Sino un hombre alto, de pelo negro, corto. A pesar de que había anochecido, apreció un destello de dientes blancos cuando sonrió.

– Eres valiente como un camello -dijo él.

– Vaya, muchas gracias. Los camellos no son valientes.

– O sea, que algo del desierto sabes. Bien. ¿Qué tal si te digo valiente como un zorro del desierto?

– ¿No están corriendo todo el rato?

– Veo que me has entendido -el hombre se encogió de hombros.

En lo que habría sido el más infantil de los arrebatos, Sabrina tuvo ganas de sacarle la lengua. Pero se contuvo y aspiró el aroma de algo que olía deliciosamente. Le sonaron las tripas y se dio cuenta de que el hombre tenía un plato en una mano y una taza en la otra.

– ¿La cena? -preguntó con cautela, tratando de no sonar demasiado esperanzada.

– Sí -el hombre se agachó frente a ella, colocó el plato y la taza sobre la arena y la ayudó a que se sentara-. La cuestión es: ¿puedo fiarme de ti si te desato?

Estuvo tentada de lanzarse hacia el suelo y empezar a comer directamente del plato. La boca se le hizo agua. Tanto que tuvo que tragar dos veces antes de responder:

– Juro que no intentaré escaparme.

– ¿Por qué iba a creerte? -preguntó el hombre mientras se sentaba junto a ella-. Lo único que sé de ti es que tienes el sentido común de un mosquito.

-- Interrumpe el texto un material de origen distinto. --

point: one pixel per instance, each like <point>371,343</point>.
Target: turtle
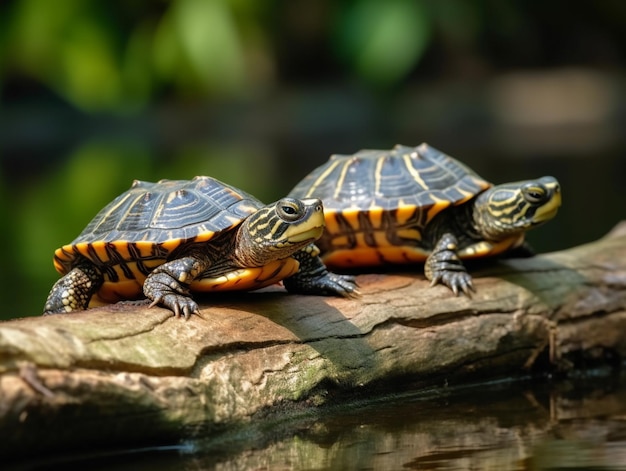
<point>173,237</point>
<point>412,205</point>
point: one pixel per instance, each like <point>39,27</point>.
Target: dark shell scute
<point>170,209</point>
<point>418,176</point>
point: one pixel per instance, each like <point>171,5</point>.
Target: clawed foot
<point>443,266</point>
<point>178,304</point>
<point>457,281</point>
<point>162,289</point>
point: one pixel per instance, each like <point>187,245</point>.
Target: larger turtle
<point>174,237</point>
<point>417,204</point>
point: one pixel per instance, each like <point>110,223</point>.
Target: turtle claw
<point>458,281</point>
<point>181,306</point>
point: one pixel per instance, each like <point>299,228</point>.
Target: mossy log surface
<point>127,374</point>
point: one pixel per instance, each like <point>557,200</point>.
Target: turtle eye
<point>289,210</point>
<point>534,194</point>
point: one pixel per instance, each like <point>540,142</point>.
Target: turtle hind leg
<point>74,290</point>
<point>314,278</point>
<point>444,266</point>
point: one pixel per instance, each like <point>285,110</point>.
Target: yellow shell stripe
<point>414,173</point>
<point>312,190</point>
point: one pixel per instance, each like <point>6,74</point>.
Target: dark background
<point>256,93</point>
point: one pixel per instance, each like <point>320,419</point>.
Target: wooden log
<point>127,374</point>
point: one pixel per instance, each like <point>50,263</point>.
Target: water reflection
<point>571,425</point>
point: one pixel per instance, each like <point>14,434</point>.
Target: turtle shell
<point>140,229</point>
<point>378,202</point>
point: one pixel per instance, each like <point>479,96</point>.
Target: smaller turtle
<point>410,205</point>
<point>174,237</point>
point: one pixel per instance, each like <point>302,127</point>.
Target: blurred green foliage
<point>70,68</point>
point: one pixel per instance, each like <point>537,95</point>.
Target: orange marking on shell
<point>373,256</point>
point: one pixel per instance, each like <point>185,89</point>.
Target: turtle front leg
<point>73,291</point>
<point>314,278</point>
<point>168,284</point>
<point>444,266</point>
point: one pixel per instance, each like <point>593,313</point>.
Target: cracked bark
<point>126,374</point>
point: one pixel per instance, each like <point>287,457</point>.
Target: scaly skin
<point>314,278</point>
<point>74,290</point>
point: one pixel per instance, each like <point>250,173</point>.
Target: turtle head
<point>513,208</point>
<point>278,230</point>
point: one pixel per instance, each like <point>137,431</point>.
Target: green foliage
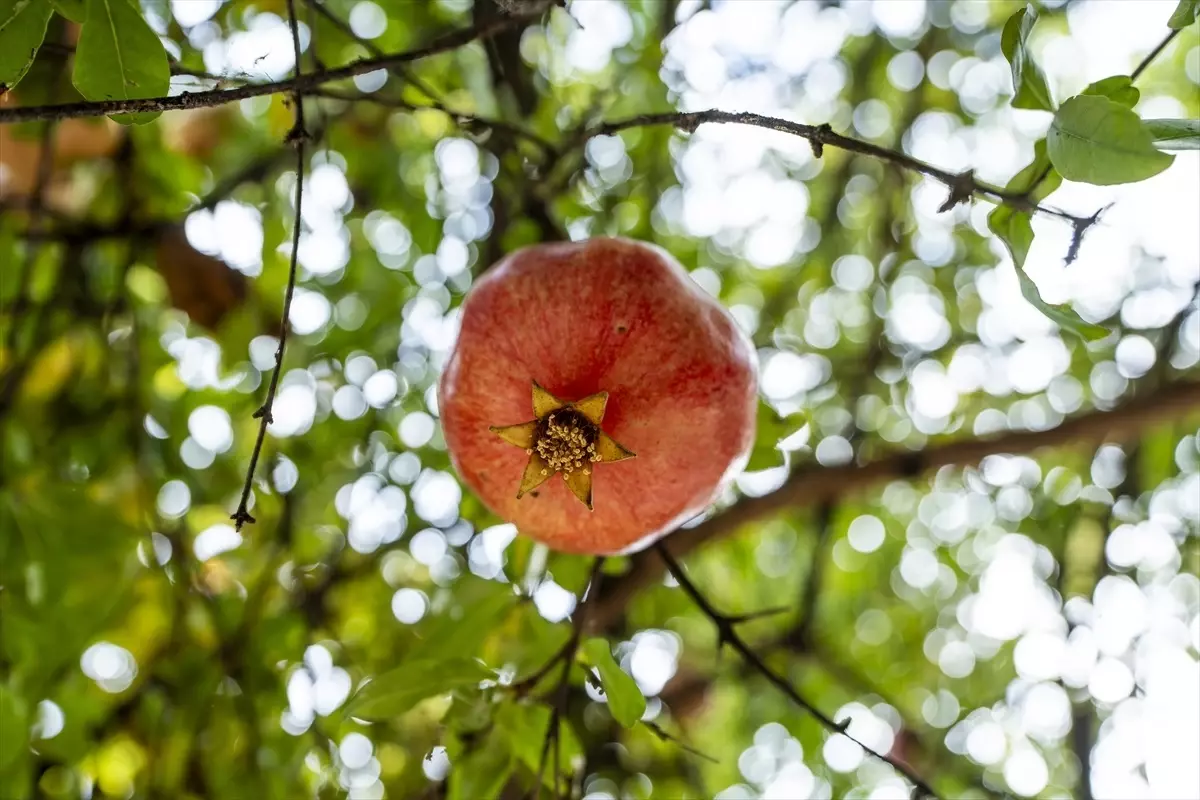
<point>22,30</point>
<point>1030,89</point>
<point>1037,181</point>
<point>1098,140</point>
<point>1174,134</point>
<point>120,58</point>
<point>483,771</point>
<point>1186,13</point>
<point>399,690</point>
<point>1119,89</point>
<point>145,650</point>
<point>771,431</point>
<point>527,726</point>
<point>625,701</point>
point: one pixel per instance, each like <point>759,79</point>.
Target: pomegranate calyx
<point>563,438</point>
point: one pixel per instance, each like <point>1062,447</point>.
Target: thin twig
<point>299,138</point>
<point>462,119</point>
<point>400,71</point>
<point>222,96</point>
<point>1153,54</point>
<point>963,185</point>
<point>727,633</point>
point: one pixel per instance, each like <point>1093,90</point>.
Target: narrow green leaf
<point>771,429</point>
<point>73,10</point>
<point>399,690</point>
<point>22,30</point>
<point>1174,134</point>
<point>485,606</point>
<point>525,727</point>
<point>1030,89</point>
<point>1065,316</point>
<point>120,58</point>
<point>625,701</point>
<point>1119,89</point>
<point>1097,140</point>
<point>484,771</point>
<point>1186,13</point>
<point>1015,229</point>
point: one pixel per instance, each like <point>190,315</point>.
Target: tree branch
<point>301,83</point>
<point>727,635</point>
<point>963,185</point>
<point>809,486</point>
<point>299,138</point>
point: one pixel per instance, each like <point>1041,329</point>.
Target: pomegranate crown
<point>563,438</point>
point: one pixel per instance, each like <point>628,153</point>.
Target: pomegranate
<point>604,365</point>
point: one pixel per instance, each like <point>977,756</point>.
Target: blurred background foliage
<point>1012,623</point>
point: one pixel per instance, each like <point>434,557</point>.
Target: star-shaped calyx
<point>563,438</point>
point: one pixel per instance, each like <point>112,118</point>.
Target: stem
<point>727,635</point>
<point>298,137</point>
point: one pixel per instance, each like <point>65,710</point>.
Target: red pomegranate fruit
<point>597,397</point>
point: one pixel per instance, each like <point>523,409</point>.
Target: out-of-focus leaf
<point>1013,226</point>
<point>399,690</point>
<point>769,431</point>
<point>22,30</point>
<point>525,726</point>
<point>484,771</point>
<point>1030,89</point>
<point>463,635</point>
<point>1185,14</point>
<point>625,701</point>
<point>13,728</point>
<point>73,10</point>
<point>1174,134</point>
<point>1065,316</point>
<point>120,58</point>
<point>1097,140</point>
<point>1119,89</point>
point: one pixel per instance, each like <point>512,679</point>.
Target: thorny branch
<point>963,185</point>
<point>301,84</point>
<point>299,138</point>
<point>808,486</point>
<point>726,632</point>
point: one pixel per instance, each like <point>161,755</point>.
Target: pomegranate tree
<point>597,397</point>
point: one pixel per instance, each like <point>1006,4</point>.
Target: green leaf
<point>1174,134</point>
<point>1065,316</point>
<point>13,728</point>
<point>484,771</point>
<point>625,701</point>
<point>1097,140</point>
<point>73,10</point>
<point>399,690</point>
<point>1030,89</point>
<point>22,30</point>
<point>1119,89</point>
<point>1186,13</point>
<point>120,58</point>
<point>485,606</point>
<point>1015,229</point>
<point>771,429</point>
<point>525,727</point>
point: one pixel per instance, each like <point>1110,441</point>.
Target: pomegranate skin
<point>600,316</point>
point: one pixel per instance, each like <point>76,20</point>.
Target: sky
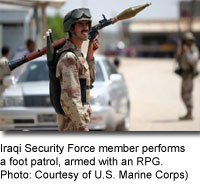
<point>160,9</point>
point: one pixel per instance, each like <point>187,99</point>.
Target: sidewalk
<point>155,96</point>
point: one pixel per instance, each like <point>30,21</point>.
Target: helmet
<point>76,15</point>
<point>188,36</point>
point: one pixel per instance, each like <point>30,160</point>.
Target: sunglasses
<point>79,13</point>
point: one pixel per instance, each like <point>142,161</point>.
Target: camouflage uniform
<point>4,70</point>
<point>188,63</point>
<point>72,67</point>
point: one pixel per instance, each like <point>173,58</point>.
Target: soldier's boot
<point>188,116</point>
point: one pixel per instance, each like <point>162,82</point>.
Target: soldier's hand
<point>185,48</point>
<point>83,129</point>
<point>93,46</point>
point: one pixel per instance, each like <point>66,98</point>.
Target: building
<point>16,27</point>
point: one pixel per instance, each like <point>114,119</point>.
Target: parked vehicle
<point>26,105</point>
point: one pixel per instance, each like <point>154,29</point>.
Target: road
<point>155,96</point>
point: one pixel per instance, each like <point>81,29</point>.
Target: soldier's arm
<point>92,68</point>
<point>67,72</point>
<point>192,57</point>
<point>93,46</point>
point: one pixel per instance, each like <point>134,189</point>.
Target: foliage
<point>56,25</point>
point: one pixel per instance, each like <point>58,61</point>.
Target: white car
<point>26,105</point>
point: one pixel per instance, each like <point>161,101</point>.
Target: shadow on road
<point>166,121</point>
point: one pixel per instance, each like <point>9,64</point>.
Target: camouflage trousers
<point>65,123</point>
<point>2,88</point>
<point>186,91</point>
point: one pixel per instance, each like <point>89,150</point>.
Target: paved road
<point>155,96</point>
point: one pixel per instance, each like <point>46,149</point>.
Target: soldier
<point>75,73</point>
<point>187,57</point>
<point>4,70</point>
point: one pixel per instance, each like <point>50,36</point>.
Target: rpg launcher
<point>52,46</point>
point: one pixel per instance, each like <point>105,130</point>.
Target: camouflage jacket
<point>72,67</point>
<point>4,70</point>
<point>188,60</point>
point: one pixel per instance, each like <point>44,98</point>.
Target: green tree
<point>56,25</point>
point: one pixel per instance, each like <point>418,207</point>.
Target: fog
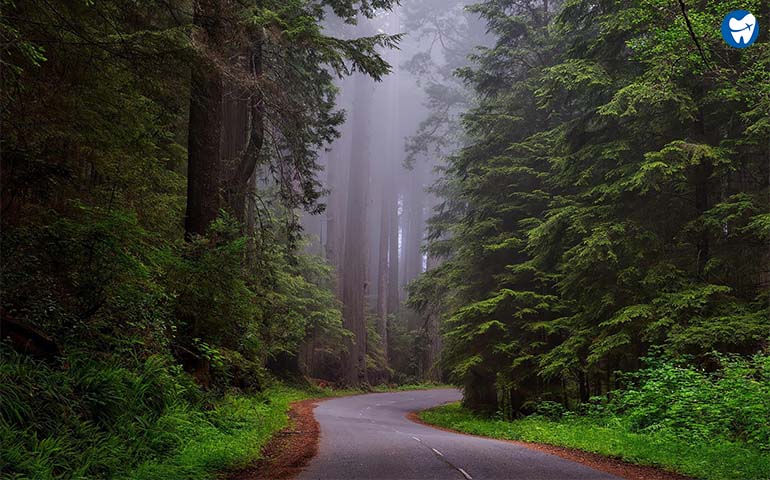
<point>378,173</point>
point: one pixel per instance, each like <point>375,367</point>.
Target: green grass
<point>229,437</point>
<point>234,434</point>
<point>717,459</point>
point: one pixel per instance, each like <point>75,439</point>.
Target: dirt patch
<point>287,453</point>
<point>610,465</point>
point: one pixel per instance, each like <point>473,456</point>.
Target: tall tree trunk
<point>244,165</point>
<point>382,271</point>
<point>394,297</point>
<point>204,168</point>
<point>355,258</point>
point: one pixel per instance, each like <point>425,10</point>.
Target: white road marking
<point>465,474</point>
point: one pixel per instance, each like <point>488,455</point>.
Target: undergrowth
<point>98,420</point>
<point>712,426</point>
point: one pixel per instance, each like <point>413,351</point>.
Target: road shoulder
<point>609,465</point>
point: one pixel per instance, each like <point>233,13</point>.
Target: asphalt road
<point>369,437</point>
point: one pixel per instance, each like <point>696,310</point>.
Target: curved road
<point>369,437</point>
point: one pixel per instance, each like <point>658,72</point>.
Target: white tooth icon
<point>742,30</point>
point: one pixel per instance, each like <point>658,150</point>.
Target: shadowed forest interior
<point>213,208</point>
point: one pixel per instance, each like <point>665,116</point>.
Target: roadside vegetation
<point>711,426</point>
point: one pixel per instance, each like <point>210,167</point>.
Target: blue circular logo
<point>740,29</point>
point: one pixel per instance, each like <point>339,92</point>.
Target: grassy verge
<point>717,459</point>
<point>228,437</point>
<point>232,435</point>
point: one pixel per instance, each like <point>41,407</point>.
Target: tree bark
<point>355,258</point>
<point>204,169</point>
<point>383,271</point>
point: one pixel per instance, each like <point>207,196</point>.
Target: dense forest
<point>550,204</point>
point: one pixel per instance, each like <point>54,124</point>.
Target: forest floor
<point>290,450</point>
<point>609,448</point>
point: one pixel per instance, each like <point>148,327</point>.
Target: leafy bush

– Podías ahorrarte las comparaciones con animales -contestó Sabrina-. Si te refieres a que he perdido el caballo y el camello, no ha sido por mi culpa. Intenté amarrarlos cuando vi que la tormenta de arena se acercaba. Luego me cubrí con un manto y me tiré al suelo. Puedo decir que el hecho de sobrevivir a la tormentas prueba más que suficiente de mi sentido común.

¿Y qué me dices del sentido común de estar sola en el desierto? -dijo él mientras le daba la taza-. ¿O prefieres que hablemos cómo ataste al caballo y al camello para que los hayas perdido?

La verdad es que no -murmuró Sabrina, se agachó para dar un sorbo de la taza que el hombre le sostenía.

El agua estaba fresca y limpia. Tragó con avidez el líquido vital. Jamás le había sabido nunca tan rico, tan perfecto.

Cuando terminó, el hombre dejó la taza en el suelo y levantó el plato.

Sabrina miró los trozos de carne y las verduras, miró las manos del secuestrador.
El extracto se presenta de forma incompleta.